Comme l'âge n'a point glacé mes sens, je ne suis pas dispensé de danser avec les envoyés. Après avoir choisi celle qui m'a fait le battu content, je me cache auprès de mon guide pour me livrer au sommeil. Mais le spectacle toujours nouveau d'hommes nus en présence les uns des autres, qui de la fureur passent à l'amour, à la joie, à l'ivresse, à la chasse, à la table, à la justice, au concert, suspendoit mes paupières. N'avez-vous jamais entendu les concerts des blancs des côtes? dis-je à Hyroua.—«Je crois que ces blancs descendent du Tamouzy ou de l'Hirouca: par des lignes rouges ou noires tracées sur un petit morceau de blanc, ils se disent ce qu'ils font à vingt et trente journées de chemin; je crois qu'ils mettroient sur leur morceau de blanc jusqu'au langage de nos oiseaux.» Plus je m'efforçois de lui démontrer la simplicité de ces inventions, plus il m'en prouvoit la sublimité par son admiration. Je m'offris de l'instruire; il s'y refusa d'abord, disant qu'il ne méritoit pas de devenir le fils du grand Dieu; quand je l'eus convaincu qu'il pouvoit le devenir sans crime, que le Tamouzy lui accorderoit sa faveur, je m'étudiai à lui faire comprendre que l'habileté de l'homme consiste à distinguer la différence des signes, puis à leur donner un nom, comme à un poisson, à un oiseau, à un arc, à un boutou. Le respect balançoit dans son âme le plaisir de s'instruire.

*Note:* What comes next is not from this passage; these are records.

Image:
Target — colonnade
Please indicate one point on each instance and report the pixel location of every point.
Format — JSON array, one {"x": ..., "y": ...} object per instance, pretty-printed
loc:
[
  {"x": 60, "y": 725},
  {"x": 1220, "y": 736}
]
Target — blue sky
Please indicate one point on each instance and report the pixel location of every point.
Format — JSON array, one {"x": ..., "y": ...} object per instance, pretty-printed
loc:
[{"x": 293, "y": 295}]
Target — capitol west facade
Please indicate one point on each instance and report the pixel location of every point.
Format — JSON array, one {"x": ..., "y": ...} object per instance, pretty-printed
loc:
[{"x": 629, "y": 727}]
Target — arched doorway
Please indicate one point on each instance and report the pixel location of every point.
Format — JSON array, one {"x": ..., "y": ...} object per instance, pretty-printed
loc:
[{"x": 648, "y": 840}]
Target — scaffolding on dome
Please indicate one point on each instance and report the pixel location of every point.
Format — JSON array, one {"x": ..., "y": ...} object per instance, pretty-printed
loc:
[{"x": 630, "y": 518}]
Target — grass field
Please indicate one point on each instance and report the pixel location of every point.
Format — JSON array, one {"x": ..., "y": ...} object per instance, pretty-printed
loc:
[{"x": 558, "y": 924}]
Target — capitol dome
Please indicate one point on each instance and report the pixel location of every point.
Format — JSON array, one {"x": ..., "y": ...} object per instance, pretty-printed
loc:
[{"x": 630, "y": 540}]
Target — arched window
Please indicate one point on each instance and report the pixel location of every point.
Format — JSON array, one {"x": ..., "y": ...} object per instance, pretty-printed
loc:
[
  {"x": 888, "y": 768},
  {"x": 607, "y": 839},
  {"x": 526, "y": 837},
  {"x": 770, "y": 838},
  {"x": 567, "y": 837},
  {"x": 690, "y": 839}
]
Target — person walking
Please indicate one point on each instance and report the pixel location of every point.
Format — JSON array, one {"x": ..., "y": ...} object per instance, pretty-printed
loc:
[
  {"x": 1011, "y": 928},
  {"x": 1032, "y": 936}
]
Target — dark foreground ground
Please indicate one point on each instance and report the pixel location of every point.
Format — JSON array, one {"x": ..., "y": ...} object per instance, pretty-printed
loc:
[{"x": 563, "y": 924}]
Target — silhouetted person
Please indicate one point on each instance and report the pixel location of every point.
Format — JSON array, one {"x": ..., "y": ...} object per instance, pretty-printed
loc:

La familiarité que nous avons avec les sciences nous les rend si usuelles, que nous faisons quelquefois moins d'attention à leur sublimité qu'à la profonde ignorance de ceux qui en sont privés: l'homme de cabinet, circonscrit dans un grand cercle de connoissances spéculatives, ne se figure pas toute la différence qu'il y a d'homme à homme; et l'admiration de mon Indien pour l'écriture, l'étonnera autant que j'admire ses lumières.
Les Chinois, en voyant un de nos musiciens copier et exécuter dans cinq minutes un air qu'ils avoient été plusieurs années à apprendre, tombèrent à ses genoux en baisant son papier, ses mains et ses vêtemens, comme s'il fût descendu du ciel. (Extrait des Relations de la Chine.)